While widespread ransacking was happening in Iraq after Baghdad fell, the U.S. moved swiftly to secure the country’s oil facilities. But in the months since the official end of the war, general looting and sabotage have impeded even the oil industry, frustrating efforts to quickly return oil production to prewar levels.
As of early July, the future of Iraq’s oil is still a matter of speculation. Rehabilitating oil facilities and preparing the ground for an expansion of output will take time. Current projections are that because of widespread looting, it will take 18 months just to return to prewar production levels of 3 million barrels per day. [Neela Banerjee, “Barrels of Oil Exported for the First Time Since the War,” New York Times, June 23, 2003]
The U.S. will has broad control over the Iraqi oil industry, principally by means of a Development Fund for Iraq, into which all of Iraq’s oil export revenues, all funds left over from the UN’s “oil for food” program, and all assets of the former Iraqi government located anywhere in the world are to be transferred.
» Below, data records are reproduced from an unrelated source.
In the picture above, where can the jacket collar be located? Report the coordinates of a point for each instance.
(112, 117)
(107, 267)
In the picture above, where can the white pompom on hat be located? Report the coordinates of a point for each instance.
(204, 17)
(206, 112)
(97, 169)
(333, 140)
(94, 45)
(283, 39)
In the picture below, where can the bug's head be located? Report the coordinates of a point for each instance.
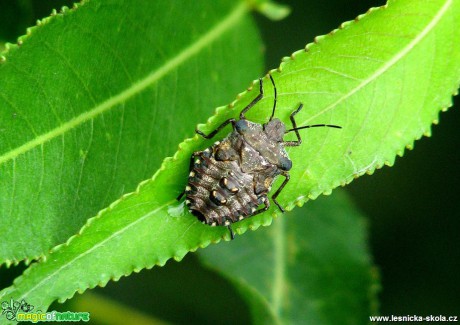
(275, 129)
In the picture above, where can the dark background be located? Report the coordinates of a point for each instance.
(412, 207)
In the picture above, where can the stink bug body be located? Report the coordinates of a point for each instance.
(231, 179)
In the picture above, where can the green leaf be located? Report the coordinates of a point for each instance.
(312, 266)
(97, 96)
(383, 78)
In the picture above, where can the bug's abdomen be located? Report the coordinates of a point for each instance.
(218, 192)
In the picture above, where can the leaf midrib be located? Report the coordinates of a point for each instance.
(194, 48)
(396, 58)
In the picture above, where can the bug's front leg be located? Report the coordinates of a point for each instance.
(220, 127)
(266, 202)
(278, 191)
(192, 161)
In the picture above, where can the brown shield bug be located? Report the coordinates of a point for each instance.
(231, 179)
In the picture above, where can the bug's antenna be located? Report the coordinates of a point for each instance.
(274, 102)
(314, 126)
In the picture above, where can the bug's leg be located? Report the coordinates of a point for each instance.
(232, 235)
(265, 208)
(278, 191)
(192, 161)
(254, 101)
(294, 125)
(220, 127)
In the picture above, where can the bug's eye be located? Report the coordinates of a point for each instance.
(242, 126)
(285, 164)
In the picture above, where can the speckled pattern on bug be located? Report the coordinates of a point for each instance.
(231, 179)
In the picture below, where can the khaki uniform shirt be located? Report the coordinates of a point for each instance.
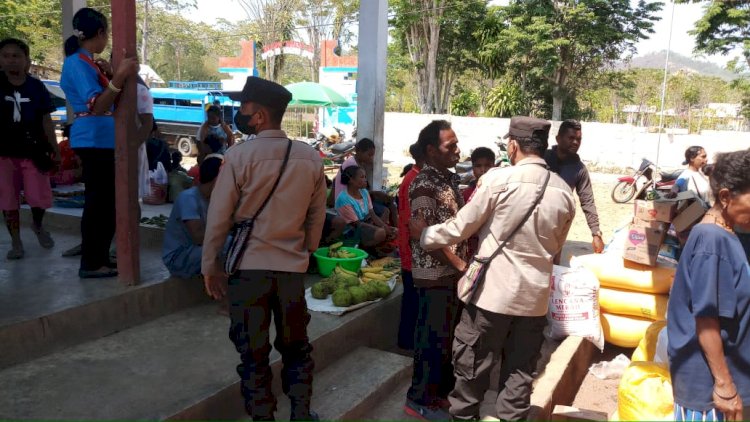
(291, 224)
(517, 280)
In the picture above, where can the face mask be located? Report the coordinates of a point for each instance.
(242, 122)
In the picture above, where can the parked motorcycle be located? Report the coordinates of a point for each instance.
(337, 153)
(642, 182)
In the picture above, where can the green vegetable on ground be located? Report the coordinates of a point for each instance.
(319, 290)
(358, 294)
(342, 298)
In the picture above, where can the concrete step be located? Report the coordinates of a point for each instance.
(356, 384)
(45, 307)
(68, 220)
(391, 407)
(181, 366)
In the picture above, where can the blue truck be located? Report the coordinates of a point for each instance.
(60, 115)
(181, 112)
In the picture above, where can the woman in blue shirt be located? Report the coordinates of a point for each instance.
(709, 306)
(91, 90)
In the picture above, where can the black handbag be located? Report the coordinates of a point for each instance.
(41, 153)
(241, 231)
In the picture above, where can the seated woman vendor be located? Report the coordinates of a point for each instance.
(354, 205)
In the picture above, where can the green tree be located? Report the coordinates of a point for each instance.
(275, 22)
(145, 7)
(320, 24)
(465, 102)
(507, 99)
(553, 47)
(438, 36)
(724, 26)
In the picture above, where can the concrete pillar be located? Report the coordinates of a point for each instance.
(126, 149)
(70, 7)
(373, 47)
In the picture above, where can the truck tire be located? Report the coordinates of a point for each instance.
(187, 147)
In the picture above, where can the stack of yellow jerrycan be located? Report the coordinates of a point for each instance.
(631, 296)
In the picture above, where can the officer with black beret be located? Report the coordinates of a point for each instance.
(271, 192)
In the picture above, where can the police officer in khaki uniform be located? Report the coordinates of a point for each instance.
(505, 318)
(270, 279)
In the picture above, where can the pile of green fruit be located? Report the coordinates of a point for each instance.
(346, 289)
(335, 251)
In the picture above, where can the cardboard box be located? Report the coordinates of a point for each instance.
(689, 216)
(642, 244)
(663, 211)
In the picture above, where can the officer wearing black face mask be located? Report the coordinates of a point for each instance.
(287, 177)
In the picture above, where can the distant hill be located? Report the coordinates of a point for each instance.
(678, 62)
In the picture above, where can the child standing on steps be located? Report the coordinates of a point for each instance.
(28, 149)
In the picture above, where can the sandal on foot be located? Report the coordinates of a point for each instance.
(74, 251)
(15, 253)
(103, 272)
(44, 238)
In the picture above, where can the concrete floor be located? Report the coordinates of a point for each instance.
(43, 282)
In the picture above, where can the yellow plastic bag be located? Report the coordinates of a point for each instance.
(626, 302)
(646, 349)
(645, 393)
(613, 271)
(622, 330)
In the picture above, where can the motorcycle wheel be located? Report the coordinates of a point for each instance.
(623, 192)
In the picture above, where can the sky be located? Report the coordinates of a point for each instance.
(685, 16)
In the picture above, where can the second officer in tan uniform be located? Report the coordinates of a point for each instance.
(506, 316)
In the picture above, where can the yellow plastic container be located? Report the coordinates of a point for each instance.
(646, 349)
(624, 331)
(613, 271)
(645, 393)
(626, 302)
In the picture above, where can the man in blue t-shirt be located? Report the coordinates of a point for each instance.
(712, 283)
(183, 236)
With such broad control, U.S. corporations are well posed to reap enormous profits and control of the oil industry.
“American oil companies will have a big shot at Iraqi oil,” says Ahmad Chalabi, leader of the Iraqi National Congress (and current member of the Iraqi Governing Council)
[Dan Morgan and David B. Ottaway, “In Iraqi War Scenario, Oil Is Key Issue,” Washington Post, September 15, 2002.] “The American undersecretary of commerce, Grant Aldonas, told a business forum hungry for good economic news that a war in Iraq ‘would open up this spigot on Iraqi oil, which certainly would have a profound effect in terms of the performance of the world economy for those countries that are manufacturers and oil consumers.’”
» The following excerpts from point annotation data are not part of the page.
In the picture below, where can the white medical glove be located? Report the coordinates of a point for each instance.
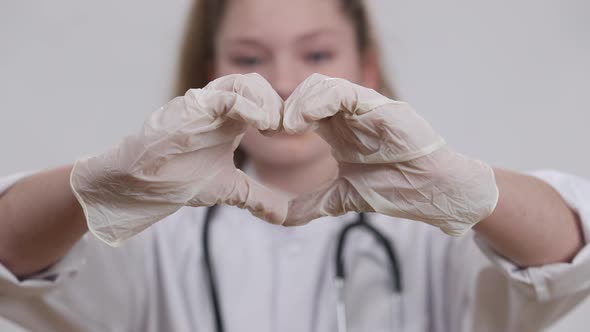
(182, 156)
(390, 159)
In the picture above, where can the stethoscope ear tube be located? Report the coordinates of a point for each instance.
(340, 270)
(339, 281)
(383, 242)
(209, 214)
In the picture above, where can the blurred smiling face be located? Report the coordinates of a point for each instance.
(286, 41)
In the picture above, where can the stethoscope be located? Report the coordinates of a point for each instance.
(339, 281)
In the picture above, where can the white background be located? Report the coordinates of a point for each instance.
(504, 81)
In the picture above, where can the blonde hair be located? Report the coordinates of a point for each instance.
(198, 46)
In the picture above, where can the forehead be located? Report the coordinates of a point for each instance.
(281, 19)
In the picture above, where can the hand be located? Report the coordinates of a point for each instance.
(390, 160)
(182, 156)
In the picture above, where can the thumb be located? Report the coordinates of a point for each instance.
(336, 199)
(261, 201)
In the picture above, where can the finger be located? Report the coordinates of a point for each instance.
(256, 89)
(334, 200)
(222, 105)
(320, 97)
(262, 202)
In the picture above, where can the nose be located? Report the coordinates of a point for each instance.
(285, 77)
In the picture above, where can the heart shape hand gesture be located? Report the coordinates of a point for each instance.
(391, 161)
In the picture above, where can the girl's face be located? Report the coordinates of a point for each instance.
(286, 41)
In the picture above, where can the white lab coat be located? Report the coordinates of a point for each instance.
(281, 279)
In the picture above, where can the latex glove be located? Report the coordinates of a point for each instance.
(391, 160)
(182, 156)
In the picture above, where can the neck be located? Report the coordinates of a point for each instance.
(300, 178)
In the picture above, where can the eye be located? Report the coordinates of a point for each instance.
(247, 61)
(318, 56)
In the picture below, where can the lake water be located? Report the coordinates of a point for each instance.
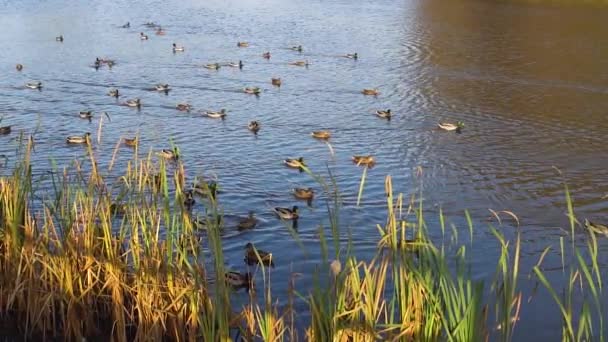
(530, 82)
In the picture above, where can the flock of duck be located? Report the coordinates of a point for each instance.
(252, 254)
[Michael Moran and Alex Johnson, “Oil after Saddam: All bets are in,” MSNBC, November 7, 2002.] “We will make sure that Iraq’s natural resources are used for the benefit of their owners, the Iraqi people”
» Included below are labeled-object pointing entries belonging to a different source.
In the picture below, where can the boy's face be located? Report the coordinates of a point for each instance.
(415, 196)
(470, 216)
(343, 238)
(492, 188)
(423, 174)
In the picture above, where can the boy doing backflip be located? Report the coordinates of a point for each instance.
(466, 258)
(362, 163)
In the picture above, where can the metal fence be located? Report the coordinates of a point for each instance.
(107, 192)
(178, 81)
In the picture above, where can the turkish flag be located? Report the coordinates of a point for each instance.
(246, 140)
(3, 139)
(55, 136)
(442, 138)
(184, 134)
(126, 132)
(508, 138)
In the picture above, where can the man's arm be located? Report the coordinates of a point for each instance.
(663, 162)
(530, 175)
— President George W. Bush [Speech at the Azores Islands, 16 March 2003.] Head of the Coalition Provisional Authority, Paul Bremer, commented “As Iraq began shipping crude oil today for the first time since the start of the war, the U.S. administrator of the country broached the politically sensitive issue of how oil revenue should be spent, proposing that some of the money be shared with Iraqis through a system of dividend payments or a national trust fund to finance public pensions.
“Iraq’s resources cannot be restricted to a lucky or powerful few,” Bremer said. “Iraq’s natural resources should be shared by all Iraqis.”